Radical reactions offer many of the properties desired by synthetic organic chemists, in terms of variety, mildness of conditions, and a selectivity that is often complementary to that of ionic chemistry, making many protection steps superfluous. There is however one major difficulty, which derives from the propensity of radicals to interact with themselves (dimerisation, disproportionation) with extremely fast rates that are close to diffusion. In order to overcome this complication, it is essential to keep the steady-state concentration of radical species very low. This can be accomplished for example by contriving a chain reaction where the propagating steps are themselves quite fast, as for example in the typical, and now extremely popular, stannane based processes. While various unimolecular cyclisation and fragmentation steps can be efficiently incorporated into the radical sequence, kinetically slower bimolecular transformations, and in particular intermolecular additions to un-activated alkenes, have proven more difficult to implement. In the case of stannanes, the relatively slow addition to the alkene has to compete with premature hydrogen atom abstraction from the organotin hydride, a step that is usually thousands of times
faster.
 
Over the years, we have shown that xanthates and related thiocarbonylthio derivatives allow the generation of radicals under conditions where the radicals possess a considerably increased effective lifetime even in a concentrated medium. Intermolecular additions to un-activated alkenes, as well as a variety of reputedly difficult radical transformations can now be easily accomplished. No metals, heavy or otherwise, are required, and the starting materials and reagents are cheap and readily available. Complex, densely functionalized structures can be constructed in a convergent, modular fashion. In the course of our study of the scope and limitations of this chemistry, we have uncovered a few surprising transformations. Recent results and some mechanistic aspects will be presented and discussed briefly.

About the Speaker

Samir Z. Zard currently holds the positions of “Director of Research” (Exceptional Class) in the C. N. R. S. (Centre National de la Recherche Scientifique) and part-time Professor at Ecole Polytechnique.

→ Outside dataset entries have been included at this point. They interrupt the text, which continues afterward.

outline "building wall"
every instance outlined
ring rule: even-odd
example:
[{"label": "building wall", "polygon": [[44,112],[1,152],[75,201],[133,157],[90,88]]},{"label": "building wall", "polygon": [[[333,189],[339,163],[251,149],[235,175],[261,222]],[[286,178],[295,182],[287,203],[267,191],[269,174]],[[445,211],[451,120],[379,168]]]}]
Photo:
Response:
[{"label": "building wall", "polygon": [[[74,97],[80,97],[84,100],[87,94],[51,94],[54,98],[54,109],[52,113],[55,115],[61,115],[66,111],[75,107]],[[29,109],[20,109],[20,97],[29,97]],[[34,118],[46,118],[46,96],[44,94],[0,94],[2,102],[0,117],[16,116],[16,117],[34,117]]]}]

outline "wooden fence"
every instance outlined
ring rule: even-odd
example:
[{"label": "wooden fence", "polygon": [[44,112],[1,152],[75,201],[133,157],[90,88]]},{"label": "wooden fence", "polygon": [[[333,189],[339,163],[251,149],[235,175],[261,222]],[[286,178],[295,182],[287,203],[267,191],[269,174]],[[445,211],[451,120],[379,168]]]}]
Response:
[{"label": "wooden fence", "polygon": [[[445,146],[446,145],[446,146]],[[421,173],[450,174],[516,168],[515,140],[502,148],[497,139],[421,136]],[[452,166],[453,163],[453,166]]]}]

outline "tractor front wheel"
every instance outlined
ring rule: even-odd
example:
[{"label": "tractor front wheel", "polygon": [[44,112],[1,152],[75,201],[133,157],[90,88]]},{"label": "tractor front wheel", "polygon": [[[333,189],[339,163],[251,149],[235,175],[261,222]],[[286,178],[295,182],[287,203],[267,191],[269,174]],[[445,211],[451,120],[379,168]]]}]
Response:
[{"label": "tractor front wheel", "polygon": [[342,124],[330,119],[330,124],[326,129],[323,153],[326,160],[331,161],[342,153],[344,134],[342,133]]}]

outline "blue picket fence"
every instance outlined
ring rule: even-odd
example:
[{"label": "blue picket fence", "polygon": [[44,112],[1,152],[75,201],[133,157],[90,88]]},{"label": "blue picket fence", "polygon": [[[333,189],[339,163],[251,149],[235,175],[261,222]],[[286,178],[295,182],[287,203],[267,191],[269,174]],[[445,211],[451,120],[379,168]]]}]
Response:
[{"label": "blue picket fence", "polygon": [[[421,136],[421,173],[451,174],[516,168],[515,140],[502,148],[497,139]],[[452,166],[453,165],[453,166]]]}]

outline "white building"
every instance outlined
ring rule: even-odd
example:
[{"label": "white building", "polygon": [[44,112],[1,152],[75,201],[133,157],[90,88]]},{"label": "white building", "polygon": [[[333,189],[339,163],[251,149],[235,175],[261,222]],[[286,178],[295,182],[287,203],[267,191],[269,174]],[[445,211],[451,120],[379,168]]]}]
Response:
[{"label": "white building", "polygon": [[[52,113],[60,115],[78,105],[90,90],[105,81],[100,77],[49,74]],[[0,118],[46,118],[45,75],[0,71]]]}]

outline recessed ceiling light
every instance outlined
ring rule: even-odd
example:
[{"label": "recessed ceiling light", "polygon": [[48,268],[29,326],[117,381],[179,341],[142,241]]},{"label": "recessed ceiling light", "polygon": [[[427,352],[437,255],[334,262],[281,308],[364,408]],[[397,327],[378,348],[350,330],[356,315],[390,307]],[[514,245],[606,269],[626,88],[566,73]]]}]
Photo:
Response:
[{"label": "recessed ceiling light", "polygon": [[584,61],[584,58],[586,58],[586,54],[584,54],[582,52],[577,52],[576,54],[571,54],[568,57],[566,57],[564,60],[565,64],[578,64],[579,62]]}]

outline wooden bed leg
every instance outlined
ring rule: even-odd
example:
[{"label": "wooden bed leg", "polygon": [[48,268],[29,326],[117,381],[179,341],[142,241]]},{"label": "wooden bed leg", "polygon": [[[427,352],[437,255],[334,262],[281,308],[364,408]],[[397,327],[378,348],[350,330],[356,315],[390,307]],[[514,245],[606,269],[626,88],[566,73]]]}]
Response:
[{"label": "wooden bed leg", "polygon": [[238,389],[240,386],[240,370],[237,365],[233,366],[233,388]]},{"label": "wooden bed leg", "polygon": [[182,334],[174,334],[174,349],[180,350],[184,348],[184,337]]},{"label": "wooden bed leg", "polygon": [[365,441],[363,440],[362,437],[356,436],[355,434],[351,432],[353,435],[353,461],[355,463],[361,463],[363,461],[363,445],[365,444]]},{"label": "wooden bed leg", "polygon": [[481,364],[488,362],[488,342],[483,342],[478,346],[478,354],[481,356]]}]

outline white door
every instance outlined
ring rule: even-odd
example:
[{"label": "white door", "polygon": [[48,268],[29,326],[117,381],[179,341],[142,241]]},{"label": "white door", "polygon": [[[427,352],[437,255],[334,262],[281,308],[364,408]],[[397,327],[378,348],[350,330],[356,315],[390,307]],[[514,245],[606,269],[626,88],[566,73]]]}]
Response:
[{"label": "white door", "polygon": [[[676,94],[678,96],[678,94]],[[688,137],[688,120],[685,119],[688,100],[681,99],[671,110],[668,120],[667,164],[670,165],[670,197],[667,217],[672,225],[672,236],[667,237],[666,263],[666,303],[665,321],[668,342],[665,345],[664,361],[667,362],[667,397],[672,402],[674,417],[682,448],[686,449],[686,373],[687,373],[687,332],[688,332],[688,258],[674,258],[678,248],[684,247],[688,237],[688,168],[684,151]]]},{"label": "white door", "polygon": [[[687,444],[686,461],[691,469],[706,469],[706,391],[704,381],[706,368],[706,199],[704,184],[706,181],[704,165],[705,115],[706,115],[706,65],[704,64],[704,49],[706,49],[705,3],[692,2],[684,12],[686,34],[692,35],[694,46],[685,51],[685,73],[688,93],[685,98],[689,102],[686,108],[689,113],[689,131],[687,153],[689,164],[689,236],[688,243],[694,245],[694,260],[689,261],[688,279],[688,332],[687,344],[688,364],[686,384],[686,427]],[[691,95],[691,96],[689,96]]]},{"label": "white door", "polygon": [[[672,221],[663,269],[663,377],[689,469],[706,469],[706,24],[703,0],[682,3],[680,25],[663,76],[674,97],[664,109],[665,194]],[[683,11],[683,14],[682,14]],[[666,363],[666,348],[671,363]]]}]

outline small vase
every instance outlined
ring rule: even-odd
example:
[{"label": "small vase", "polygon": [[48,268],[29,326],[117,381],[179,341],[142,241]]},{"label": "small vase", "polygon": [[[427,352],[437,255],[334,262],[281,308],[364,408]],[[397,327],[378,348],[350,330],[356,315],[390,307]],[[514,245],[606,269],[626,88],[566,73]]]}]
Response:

Professor Zard was born in 1955 in Ife, Nigeria. His training as a chemist started at the American University of Beirut (interrupted by the civil war in 1975), then at Imperial College, London, and finally at the l’Institut de Chimie des Substances Naturelles à Gif-sur-Yvette, France, where he received his doctorate under the supervision of Professor Sir Derek Barton in 1983.

His main research concerns the study and development of new reactions and processes. He is the author of 350 scientific publications, 38 filed patents, and two books. In addition to a number of academic awards, he received in 2007 the Croix de Chevalier de la Légion d’Honneur.